De multiples récits artistiques jalonnent la carrière de Georges Peignard : sculpteur et dessinateur, enseignant à L’École des Beaux arts de Lorient à metteur en scène et marionnettiste, sans omettre son expérience de récit en ligne East End, là où vers l’est finit la ville. Chaque projet semble une aventure où le même fil rouge est tiré depuis plus de 30 ans. « Je réactive toujours la même histoire, mais différemment – explique t-il. Imaginer ma pensée sur scène constitue un autre vocabulaire. Cette autre logique m’ouvre à des compréhensions autres que si la question n’avait été traitée qu’en sculpture ».

Cependant, sa formation de sculpteur compose son savoir d’artiste. Elle anime ce qu’il est et ce qui façonne son histoire d’artiste. Mais, de quelle histoire s’agit t-il ?

georges peignard

Chapitre 1. « Une matière a une histoire par sa corporalité »

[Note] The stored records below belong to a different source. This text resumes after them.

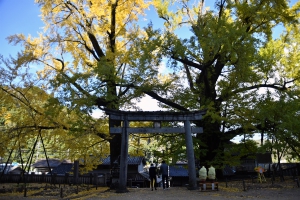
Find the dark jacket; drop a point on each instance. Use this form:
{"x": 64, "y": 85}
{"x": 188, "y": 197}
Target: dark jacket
{"x": 164, "y": 168}
{"x": 152, "y": 171}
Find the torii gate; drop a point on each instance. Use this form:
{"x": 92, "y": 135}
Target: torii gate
{"x": 127, "y": 116}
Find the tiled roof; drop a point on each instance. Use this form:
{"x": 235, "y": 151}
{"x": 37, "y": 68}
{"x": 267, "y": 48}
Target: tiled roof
{"x": 63, "y": 168}
{"x": 131, "y": 160}
{"x": 52, "y": 163}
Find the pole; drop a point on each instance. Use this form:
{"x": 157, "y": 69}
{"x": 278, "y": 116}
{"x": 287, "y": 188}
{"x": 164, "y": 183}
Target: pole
{"x": 191, "y": 157}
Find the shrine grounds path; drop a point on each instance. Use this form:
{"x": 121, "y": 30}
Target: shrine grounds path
{"x": 235, "y": 190}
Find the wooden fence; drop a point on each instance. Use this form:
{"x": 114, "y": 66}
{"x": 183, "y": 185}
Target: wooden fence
{"x": 94, "y": 179}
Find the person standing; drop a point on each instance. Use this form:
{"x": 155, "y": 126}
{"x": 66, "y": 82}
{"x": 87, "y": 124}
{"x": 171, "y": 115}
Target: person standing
{"x": 152, "y": 174}
{"x": 164, "y": 171}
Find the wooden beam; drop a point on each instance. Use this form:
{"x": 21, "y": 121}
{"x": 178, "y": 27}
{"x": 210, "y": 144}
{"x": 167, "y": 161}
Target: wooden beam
{"x": 118, "y": 130}
{"x": 155, "y": 116}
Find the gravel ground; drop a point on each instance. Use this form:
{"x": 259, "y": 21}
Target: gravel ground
{"x": 277, "y": 191}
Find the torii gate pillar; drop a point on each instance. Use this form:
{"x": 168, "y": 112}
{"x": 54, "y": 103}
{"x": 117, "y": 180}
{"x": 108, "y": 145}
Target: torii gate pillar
{"x": 190, "y": 155}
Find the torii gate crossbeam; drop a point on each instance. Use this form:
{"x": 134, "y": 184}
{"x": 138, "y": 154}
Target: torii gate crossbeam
{"x": 127, "y": 116}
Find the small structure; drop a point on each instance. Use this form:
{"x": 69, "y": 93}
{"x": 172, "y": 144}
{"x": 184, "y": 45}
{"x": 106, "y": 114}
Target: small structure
{"x": 179, "y": 175}
{"x": 135, "y": 173}
{"x": 45, "y": 166}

Bois, fer, pierre, os, etc. Georges Peignard donne vie à des objets au moyen de matières premières, écho aux temps anciens où l’homme vivait en adéquation avec le monde et la nature, avant l’ère industrielle. « En travaillant la matière, j’imagine l’essence émanant de ce matériau à fort caractère – explique t-il. Le bois est avant tout un arbre qui n’a aucunement envie d’être tronçonné et débité. Toute matière primitive a forcément une identité autre que celle conférée par l’homme. Cette altérité est importante dans l’idée du dialogue ».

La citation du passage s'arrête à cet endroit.